Honduran and international human rights and grassroots organizations announced on Oct. 21 that they were forming a center to monitor and prevent rights violations in northern Honduras’ Lower Aguán Valley, where dozens of people have been killed over the past two years in land conflicts. The Human Rights Monitoring Center for the Aguán is scheduled to open on Nov. 11; it will be based in the city of Tocoa, Colón department.
According to Wilfredo Paz Zúniga, the center’s spokesperson and also the local coordinator for the National Popular Resistance Front (FNRP) coalition, the center’s functions will include stationing observers at demonstrations, land occupations and highway blockades to avert excessive use of force by police agents; protecting people whose lives are threatened; assisting victims of violence or repression; taking preventive measures; reporting human rights violations; and collecting information for legal action against rights violators.

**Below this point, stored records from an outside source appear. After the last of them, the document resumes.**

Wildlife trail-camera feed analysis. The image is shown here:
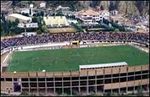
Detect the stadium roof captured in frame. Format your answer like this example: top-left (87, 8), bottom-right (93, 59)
top-left (44, 16), bottom-right (69, 26)
top-left (8, 13), bottom-right (32, 21)
top-left (79, 62), bottom-right (128, 69)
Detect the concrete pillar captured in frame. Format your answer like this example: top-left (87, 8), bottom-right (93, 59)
top-left (36, 77), bottom-right (39, 95)
top-left (86, 71), bottom-right (89, 95)
top-left (95, 70), bottom-right (97, 94)
top-left (53, 73), bottom-right (56, 94)
top-left (62, 74), bottom-right (64, 94)
top-left (78, 71), bottom-right (81, 93)
top-left (70, 76), bottom-right (72, 96)
top-left (45, 77), bottom-right (48, 95)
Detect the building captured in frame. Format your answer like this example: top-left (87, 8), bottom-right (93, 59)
top-left (1, 65), bottom-right (149, 95)
top-left (40, 2), bottom-right (46, 8)
top-left (7, 13), bottom-right (32, 23)
top-left (75, 8), bottom-right (110, 24)
top-left (43, 16), bottom-right (69, 27)
top-left (18, 23), bottom-right (38, 28)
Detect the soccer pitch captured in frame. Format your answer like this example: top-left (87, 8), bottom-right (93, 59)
top-left (7, 45), bottom-right (149, 72)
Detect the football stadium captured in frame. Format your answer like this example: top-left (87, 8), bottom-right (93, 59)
top-left (1, 32), bottom-right (149, 96)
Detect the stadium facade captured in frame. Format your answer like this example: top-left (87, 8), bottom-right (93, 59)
top-left (1, 32), bottom-right (150, 95)
top-left (1, 65), bottom-right (149, 95)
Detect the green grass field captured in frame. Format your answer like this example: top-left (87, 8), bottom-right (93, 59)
top-left (7, 46), bottom-right (149, 72)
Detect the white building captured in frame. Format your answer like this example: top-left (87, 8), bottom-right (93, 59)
top-left (75, 8), bottom-right (110, 24)
top-left (43, 16), bottom-right (69, 27)
top-left (18, 23), bottom-right (38, 28)
top-left (7, 13), bottom-right (32, 23)
top-left (40, 2), bottom-right (46, 8)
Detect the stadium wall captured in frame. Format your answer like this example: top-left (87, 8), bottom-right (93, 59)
top-left (1, 65), bottom-right (149, 95)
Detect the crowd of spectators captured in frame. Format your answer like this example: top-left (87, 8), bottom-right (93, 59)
top-left (1, 32), bottom-right (149, 50)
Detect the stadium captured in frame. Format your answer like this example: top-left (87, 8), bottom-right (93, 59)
top-left (1, 32), bottom-right (149, 96)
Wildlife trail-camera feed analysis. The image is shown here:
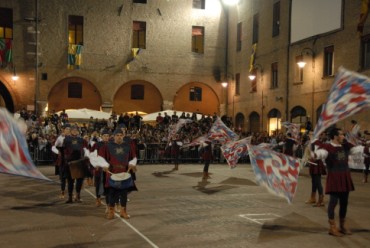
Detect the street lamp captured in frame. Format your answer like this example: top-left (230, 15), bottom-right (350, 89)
top-left (297, 47), bottom-right (316, 124)
top-left (12, 66), bottom-right (19, 81)
top-left (297, 47), bottom-right (315, 68)
top-left (248, 64), bottom-right (265, 131)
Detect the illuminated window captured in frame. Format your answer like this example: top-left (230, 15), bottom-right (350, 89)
top-left (132, 21), bottom-right (146, 49)
top-left (271, 62), bottom-right (278, 89)
top-left (68, 15), bottom-right (84, 45)
top-left (191, 26), bottom-right (204, 53)
top-left (189, 87), bottom-right (202, 102)
top-left (324, 46), bottom-right (334, 77)
top-left (252, 13), bottom-right (259, 44)
top-left (193, 0), bottom-right (206, 9)
top-left (131, 84), bottom-right (144, 100)
top-left (0, 8), bottom-right (13, 39)
top-left (235, 73), bottom-right (240, 95)
top-left (68, 82), bottom-right (82, 98)
top-left (272, 1), bottom-right (280, 37)
top-left (294, 55), bottom-right (303, 83)
top-left (236, 22), bottom-right (242, 52)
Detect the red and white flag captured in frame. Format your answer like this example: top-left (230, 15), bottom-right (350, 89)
top-left (0, 108), bottom-right (51, 181)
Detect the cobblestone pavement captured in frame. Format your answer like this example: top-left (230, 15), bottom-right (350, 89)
top-left (0, 164), bottom-right (370, 248)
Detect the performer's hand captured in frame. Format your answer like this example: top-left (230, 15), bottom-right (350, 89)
top-left (127, 164), bottom-right (137, 173)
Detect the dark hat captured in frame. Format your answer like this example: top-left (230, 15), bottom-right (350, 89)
top-left (113, 128), bottom-right (123, 135)
top-left (71, 125), bottom-right (79, 130)
top-left (101, 129), bottom-right (110, 135)
top-left (117, 124), bottom-right (126, 129)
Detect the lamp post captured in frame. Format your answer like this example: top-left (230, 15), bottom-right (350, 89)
top-left (248, 64), bottom-right (265, 131)
top-left (297, 47), bottom-right (315, 123)
top-left (12, 66), bottom-right (19, 81)
top-left (220, 0), bottom-right (239, 115)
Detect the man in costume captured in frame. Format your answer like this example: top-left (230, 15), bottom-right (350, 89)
top-left (312, 128), bottom-right (369, 237)
top-left (54, 124), bottom-right (71, 199)
top-left (100, 129), bottom-right (137, 219)
top-left (201, 141), bottom-right (213, 179)
top-left (306, 133), bottom-right (326, 207)
top-left (168, 134), bottom-right (182, 170)
top-left (92, 129), bottom-right (110, 207)
top-left (61, 125), bottom-right (87, 203)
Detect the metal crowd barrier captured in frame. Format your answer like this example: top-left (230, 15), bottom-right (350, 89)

In the area’s most recent violence, campesino Segundo Mendoza Ramos was killed on Oct. 15 and two other campesinos were wounded by gunfire the next day, according to the Honduras office of the European organization FoodFirst Information and Action Network (FIAN). The incidents were reportedly connected to efforts by private security guards for a major landowner, Miguel Facussé Barjum, to end a land occupation by members of a campesino group, the Campesino Movement of National Reclamation (MCRN). (Adital, Brazil, Oct. 21)
From Weekly News Update on the Americas, Oct. 23.